Allan Katz has spent the better part of a decade trying to solve a big problem in politics and has recently moved his fight to Kansas City. He wants to do the seemingly impossible: teach Kansas Citians on both sides of the aisle to “disagree agreeably.” Katz is the co-founder of the Village Square, a non-partisan public education forum.

He described the program from his new office at UMKC’s Bloch School, where he is distinguished professor of public affairs and political science.

“It’s undertaking people who don’t agree politically and bringing them together in an atmosphere so they can discuss very difficult issues in a calm, fact-based and civil way,” he said.

Seven years ago, Katz founded the Village Square with friend Bill Law in Tallahassee, Florida.

“What I believe is that there are people in the extremes to the left (and) right,” he said. “We’ve always had that in this country, but what’s happened in recent years is that they’ve gone ahead and they’ve hijacked the megaphone.

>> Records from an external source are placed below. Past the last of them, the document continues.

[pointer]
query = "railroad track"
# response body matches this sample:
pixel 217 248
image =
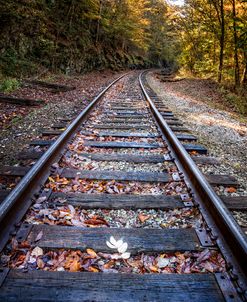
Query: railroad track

Therefore, people who are center-right or center-left who disagree with each other about certain issues — there’s really no space for them in the public conversation because the extremists have taken it over in the left and right.”

Exposing participants to opinions they may not agree with leads to a more informed community, Katz said.

“We sometime fall into the trap of thinking that our opinions are fact,” he said. “If no one that we are around challenges us, then we have a tendency to be that way.”

The goal of a Village Square conversation isn’t, however, to make participants agree, said Peggy Dunn, mayor of Leawood, Kansas, and co-chair of the Village Square’s new Kansas City chapter.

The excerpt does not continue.